Imagine you’ve been set a narrative or autobiographical writing task and you only have one hour to complete it. An hour! You don’t want to waste time on unnecessary passages. One of the most common trap to fall in is to fill your narrative up with unnecessary dialogue, perhaps dialogue that shows purely functional exchanges and adds nothing to your story. Here is a typical example:
She showed me into the waiting room. “Take a seat,” she said politely.
“Okay,” I said, and sat down.
She smiled and asked, “Would you like a cup of tea?”
I was worried about needing the toilet during the interview, so I said, “No, thanks.”
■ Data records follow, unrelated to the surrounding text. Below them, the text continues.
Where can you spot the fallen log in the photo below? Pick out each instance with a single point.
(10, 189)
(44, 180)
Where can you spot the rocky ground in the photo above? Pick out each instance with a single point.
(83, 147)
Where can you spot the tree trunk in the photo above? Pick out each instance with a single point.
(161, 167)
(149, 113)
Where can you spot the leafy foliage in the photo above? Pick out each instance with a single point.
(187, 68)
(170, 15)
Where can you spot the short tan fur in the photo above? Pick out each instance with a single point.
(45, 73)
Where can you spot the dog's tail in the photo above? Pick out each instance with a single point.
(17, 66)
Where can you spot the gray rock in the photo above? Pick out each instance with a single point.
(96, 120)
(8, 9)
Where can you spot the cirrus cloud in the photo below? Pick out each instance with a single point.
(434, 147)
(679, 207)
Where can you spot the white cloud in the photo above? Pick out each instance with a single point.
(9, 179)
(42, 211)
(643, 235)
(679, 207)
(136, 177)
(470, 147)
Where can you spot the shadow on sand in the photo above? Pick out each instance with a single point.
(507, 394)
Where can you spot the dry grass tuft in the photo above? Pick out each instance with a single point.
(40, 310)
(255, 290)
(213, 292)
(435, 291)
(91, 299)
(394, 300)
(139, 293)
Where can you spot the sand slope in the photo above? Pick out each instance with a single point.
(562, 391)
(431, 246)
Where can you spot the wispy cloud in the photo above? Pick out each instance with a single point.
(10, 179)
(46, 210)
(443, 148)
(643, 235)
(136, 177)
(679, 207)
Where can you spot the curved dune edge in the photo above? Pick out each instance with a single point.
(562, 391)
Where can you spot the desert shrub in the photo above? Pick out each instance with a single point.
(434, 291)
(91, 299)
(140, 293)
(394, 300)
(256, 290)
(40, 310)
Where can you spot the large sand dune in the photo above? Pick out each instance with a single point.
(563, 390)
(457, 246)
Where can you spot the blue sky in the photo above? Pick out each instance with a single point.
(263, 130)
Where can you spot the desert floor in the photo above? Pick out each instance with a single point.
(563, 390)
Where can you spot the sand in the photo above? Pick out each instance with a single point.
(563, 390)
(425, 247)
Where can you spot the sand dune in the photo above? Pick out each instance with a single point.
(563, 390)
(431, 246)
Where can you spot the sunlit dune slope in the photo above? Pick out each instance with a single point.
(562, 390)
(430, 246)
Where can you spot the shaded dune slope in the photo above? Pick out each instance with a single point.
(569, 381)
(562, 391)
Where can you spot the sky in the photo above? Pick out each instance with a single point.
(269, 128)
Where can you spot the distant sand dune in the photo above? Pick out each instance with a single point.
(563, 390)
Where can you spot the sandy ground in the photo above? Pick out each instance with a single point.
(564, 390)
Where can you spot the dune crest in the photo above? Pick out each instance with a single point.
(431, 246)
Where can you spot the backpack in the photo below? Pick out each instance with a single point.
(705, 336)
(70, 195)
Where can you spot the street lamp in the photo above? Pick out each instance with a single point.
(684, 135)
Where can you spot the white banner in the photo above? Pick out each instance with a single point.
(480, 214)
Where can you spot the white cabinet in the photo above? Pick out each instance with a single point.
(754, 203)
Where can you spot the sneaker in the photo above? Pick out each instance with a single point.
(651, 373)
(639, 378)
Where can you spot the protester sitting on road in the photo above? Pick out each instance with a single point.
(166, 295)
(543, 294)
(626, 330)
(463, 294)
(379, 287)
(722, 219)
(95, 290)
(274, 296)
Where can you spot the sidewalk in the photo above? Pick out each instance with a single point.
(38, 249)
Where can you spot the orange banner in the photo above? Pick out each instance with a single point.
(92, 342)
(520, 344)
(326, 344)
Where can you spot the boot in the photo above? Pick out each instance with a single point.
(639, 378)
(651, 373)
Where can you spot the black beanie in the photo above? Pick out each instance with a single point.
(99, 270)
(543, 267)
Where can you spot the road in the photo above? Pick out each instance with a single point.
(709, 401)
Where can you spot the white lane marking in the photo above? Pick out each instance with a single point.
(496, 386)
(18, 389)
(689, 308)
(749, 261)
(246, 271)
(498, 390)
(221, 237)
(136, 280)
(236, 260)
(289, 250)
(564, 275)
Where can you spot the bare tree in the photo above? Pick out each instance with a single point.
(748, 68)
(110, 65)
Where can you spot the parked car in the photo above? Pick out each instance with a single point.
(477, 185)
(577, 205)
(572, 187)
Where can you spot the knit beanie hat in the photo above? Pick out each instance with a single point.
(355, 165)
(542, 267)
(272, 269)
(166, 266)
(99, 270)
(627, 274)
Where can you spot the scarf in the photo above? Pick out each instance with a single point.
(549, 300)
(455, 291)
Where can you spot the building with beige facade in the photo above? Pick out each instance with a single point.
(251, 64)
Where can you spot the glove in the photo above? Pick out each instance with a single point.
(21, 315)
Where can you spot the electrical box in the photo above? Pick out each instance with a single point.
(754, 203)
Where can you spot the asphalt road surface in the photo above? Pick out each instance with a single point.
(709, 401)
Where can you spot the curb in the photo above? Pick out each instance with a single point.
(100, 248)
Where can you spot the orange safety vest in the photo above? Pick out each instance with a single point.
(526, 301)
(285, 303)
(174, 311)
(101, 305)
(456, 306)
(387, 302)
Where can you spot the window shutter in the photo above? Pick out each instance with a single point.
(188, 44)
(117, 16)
Now, there are circumstances where the above exchange could be somehow important to the plot – maybe it turns out she’s spying on him, for example. But if it’s just the lead up to a more significant exchange, it is much better reduced to something like this:
She sat me down in the waiting room politely and offered me a cup of tea. I declined, for fear that it would come back to haunt me, or my bladder at least, during the interview.
Here is how Orwell describes the dialogue between the chef du personnel and himself in Down and Out in Paris and London.
He asked whether I was an experienced dishwasher, and I said that I was; he glanced at my hands and saw that I was lying, but on hearing that I was an Englishman he changed his tone and engaged me.
‘We have been looking for someone to practise our English on,’ he said. ‘Our clients are all Americans, and the only English we know is –’ He repeated something that little boys write on the walls in London. ‘You may be useful. Come downstairs.’
The beginning of the conversation is rendered in reported speech, with the equivalent of perhaps four or five lines of dialogue compressed into one sentence, the humdrum nature of the exchange reflected in the list-like sentence with its coordinating conjunctions and semi-colon. The next piece of dialogue is more significant.For this reason it is put into direct speech, and we get a sense of the chef’s character. Orwell takes care to edit out the obscenity that the chef uses (in autobiography a writer can be as intrusive as he wants) perhaps because a publisher wouldn’t print it in the 1930s, or for humorous effect (see tomorrow’s post).
It’s unlikely that Orwell thought through these choices for every passage in his book: professional writers no doubt have a feel for where best to use reported or direct speech. Novices, as well as students writing assessments, should keep an eye on which they’re using and why.
There’s a lot more to be said about dialogue, and we will return to it in future posts. In the meantime, those of you interested in the process of turning raw dialogue into good prose, could read this post, in which a young writer by the name of Shannon Thompson describes her own process.
Describe an interview you have been to (real or imagined). Use a mixture of reported and direct speech.